According to current regulations, hospitalization costs do not require the insured to pay the full cost of the hospitalization, and then go to the medical insurance department for reimbursement after being discharged from the hospital. The process of reimbursement is the same regardless of whether you are enrolled in employee health insurance or urban and rural residents' health insurance, as long as you are hospitalized in a hospital within the same coordinating area. The patient only needs to pay the threshold fee (the starting standard), the personal payment, and the medical insurance fund pays the rest of the expenses above the starting standard on a pro rata basis. All of this is settled in real time at the hospital, without the need for hospitalized patients or their families to run around.
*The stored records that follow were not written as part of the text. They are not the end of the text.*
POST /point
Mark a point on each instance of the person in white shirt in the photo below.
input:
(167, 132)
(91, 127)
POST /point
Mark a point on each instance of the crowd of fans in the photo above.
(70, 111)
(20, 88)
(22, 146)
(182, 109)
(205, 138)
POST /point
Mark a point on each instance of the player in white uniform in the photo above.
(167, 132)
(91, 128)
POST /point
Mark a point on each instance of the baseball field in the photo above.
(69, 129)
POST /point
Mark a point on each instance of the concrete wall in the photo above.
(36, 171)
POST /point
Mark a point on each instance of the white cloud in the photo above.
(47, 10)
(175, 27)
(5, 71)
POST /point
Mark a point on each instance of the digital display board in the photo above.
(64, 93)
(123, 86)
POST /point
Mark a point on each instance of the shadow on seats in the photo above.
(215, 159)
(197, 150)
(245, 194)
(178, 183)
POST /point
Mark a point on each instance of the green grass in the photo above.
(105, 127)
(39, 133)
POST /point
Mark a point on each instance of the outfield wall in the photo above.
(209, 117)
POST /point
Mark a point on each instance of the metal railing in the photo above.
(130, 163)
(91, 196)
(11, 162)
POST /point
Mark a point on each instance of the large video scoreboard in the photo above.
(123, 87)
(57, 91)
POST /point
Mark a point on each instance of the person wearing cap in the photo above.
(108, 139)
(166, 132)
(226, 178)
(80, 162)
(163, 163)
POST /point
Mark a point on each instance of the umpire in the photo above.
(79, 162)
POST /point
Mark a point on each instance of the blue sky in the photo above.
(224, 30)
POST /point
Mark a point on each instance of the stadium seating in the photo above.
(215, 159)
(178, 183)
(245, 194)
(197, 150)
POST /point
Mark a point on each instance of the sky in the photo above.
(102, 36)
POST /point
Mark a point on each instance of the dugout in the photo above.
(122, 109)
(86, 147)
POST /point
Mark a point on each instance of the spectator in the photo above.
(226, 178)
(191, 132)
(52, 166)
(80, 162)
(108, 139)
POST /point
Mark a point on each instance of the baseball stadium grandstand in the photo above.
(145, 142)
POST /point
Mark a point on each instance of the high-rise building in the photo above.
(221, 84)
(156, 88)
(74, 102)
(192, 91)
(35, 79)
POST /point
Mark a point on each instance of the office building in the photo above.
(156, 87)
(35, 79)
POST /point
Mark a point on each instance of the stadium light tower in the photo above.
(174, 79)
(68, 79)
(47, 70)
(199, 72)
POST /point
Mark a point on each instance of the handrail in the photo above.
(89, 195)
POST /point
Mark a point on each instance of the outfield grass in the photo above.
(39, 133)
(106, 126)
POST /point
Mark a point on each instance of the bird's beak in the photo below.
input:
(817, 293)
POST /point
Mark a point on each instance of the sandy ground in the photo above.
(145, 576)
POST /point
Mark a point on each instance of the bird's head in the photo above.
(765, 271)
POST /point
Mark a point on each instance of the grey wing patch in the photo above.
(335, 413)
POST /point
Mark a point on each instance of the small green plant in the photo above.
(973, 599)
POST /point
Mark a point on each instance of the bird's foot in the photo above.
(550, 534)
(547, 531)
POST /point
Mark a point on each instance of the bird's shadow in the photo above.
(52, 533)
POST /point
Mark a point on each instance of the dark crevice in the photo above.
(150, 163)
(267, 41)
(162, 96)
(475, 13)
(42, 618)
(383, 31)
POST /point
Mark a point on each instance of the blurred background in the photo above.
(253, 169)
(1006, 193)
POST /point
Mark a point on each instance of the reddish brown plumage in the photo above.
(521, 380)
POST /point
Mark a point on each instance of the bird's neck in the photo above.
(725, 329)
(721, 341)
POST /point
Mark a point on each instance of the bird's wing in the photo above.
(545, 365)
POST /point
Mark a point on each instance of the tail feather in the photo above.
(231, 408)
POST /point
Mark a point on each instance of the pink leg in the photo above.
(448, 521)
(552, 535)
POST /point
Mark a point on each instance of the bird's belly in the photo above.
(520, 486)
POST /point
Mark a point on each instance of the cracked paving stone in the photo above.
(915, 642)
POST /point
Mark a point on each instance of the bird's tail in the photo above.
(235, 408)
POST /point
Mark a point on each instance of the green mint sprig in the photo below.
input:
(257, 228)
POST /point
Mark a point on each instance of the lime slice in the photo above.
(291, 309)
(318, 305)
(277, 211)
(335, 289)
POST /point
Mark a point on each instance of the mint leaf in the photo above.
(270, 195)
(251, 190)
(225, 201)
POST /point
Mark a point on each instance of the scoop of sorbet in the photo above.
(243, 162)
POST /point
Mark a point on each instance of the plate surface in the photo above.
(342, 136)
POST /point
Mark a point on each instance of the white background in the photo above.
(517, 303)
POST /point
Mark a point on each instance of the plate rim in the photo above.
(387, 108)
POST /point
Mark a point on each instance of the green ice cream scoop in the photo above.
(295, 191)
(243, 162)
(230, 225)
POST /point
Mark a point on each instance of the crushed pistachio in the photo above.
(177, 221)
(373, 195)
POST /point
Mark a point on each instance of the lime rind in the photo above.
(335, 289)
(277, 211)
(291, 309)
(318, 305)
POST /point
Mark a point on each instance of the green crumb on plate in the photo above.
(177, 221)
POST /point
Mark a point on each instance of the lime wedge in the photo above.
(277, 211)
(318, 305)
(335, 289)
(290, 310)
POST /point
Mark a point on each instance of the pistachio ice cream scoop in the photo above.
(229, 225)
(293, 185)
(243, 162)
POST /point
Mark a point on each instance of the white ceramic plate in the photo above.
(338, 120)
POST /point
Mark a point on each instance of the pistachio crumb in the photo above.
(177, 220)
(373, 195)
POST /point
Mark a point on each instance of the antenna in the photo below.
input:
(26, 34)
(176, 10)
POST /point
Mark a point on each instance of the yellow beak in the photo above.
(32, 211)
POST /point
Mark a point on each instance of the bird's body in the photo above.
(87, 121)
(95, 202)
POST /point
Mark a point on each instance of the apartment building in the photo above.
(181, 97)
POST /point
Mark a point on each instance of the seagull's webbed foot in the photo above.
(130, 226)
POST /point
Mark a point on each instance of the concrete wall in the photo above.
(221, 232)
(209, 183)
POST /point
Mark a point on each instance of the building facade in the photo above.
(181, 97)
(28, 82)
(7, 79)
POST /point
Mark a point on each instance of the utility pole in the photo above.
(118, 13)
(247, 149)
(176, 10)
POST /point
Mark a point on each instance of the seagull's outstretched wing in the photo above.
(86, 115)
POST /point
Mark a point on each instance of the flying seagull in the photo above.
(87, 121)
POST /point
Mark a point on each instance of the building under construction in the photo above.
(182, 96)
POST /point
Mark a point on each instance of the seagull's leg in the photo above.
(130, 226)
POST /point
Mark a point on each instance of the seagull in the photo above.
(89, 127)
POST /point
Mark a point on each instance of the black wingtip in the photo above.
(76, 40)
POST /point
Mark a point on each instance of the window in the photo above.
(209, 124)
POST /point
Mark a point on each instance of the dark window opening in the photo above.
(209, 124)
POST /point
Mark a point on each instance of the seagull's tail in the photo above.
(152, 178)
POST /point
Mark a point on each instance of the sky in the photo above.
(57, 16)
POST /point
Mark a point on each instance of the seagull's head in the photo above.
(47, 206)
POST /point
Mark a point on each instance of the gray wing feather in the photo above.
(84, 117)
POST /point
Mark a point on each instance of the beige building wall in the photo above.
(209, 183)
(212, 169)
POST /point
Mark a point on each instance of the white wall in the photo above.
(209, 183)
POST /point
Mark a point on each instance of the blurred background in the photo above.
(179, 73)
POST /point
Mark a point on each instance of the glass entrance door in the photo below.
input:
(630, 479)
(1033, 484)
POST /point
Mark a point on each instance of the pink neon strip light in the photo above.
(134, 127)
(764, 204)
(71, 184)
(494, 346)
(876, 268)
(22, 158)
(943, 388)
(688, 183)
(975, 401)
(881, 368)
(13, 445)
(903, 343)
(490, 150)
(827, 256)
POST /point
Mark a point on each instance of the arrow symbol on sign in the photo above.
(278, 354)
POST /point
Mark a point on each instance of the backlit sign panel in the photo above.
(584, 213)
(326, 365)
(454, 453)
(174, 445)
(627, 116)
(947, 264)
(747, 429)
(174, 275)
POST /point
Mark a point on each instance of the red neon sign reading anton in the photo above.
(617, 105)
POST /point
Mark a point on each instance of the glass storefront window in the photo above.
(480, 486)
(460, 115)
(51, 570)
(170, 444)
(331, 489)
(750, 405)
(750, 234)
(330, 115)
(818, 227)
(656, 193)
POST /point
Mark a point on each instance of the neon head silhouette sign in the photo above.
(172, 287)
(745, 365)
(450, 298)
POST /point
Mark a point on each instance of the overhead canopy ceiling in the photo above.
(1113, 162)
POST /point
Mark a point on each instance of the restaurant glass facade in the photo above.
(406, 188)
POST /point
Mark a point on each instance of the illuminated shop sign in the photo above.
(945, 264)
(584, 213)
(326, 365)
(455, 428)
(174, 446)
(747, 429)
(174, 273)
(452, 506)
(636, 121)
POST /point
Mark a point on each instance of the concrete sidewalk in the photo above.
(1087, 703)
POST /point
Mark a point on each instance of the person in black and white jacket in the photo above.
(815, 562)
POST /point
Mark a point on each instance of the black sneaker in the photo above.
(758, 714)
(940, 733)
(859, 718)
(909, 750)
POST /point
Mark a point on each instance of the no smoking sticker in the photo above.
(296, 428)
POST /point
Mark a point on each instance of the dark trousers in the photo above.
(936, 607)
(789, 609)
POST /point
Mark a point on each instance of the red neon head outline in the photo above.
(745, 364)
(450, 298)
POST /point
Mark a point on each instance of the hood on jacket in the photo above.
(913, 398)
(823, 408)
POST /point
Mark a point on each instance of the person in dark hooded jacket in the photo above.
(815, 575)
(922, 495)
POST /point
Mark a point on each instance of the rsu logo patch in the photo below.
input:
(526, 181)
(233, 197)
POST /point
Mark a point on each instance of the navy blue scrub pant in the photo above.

In summary, the inpatient hospital in the discharge procedures, the hospital to the unified settlement of hospital costs, in the settlement of costs, the hospital will print a list to the inpatient or family members, which indicates the total cost of how much, which the health insurance reimbursement of how much money and other information. In the settlement of hospitalization fees, the reimbursement of the costs have been advanced by the hospital, the patient no longer need to handle the reimbursement procedures after discharge. This is to simplify the reimbursement process, eliminating the patient's family to run back and forth for reimbursement procedures is very meaningful.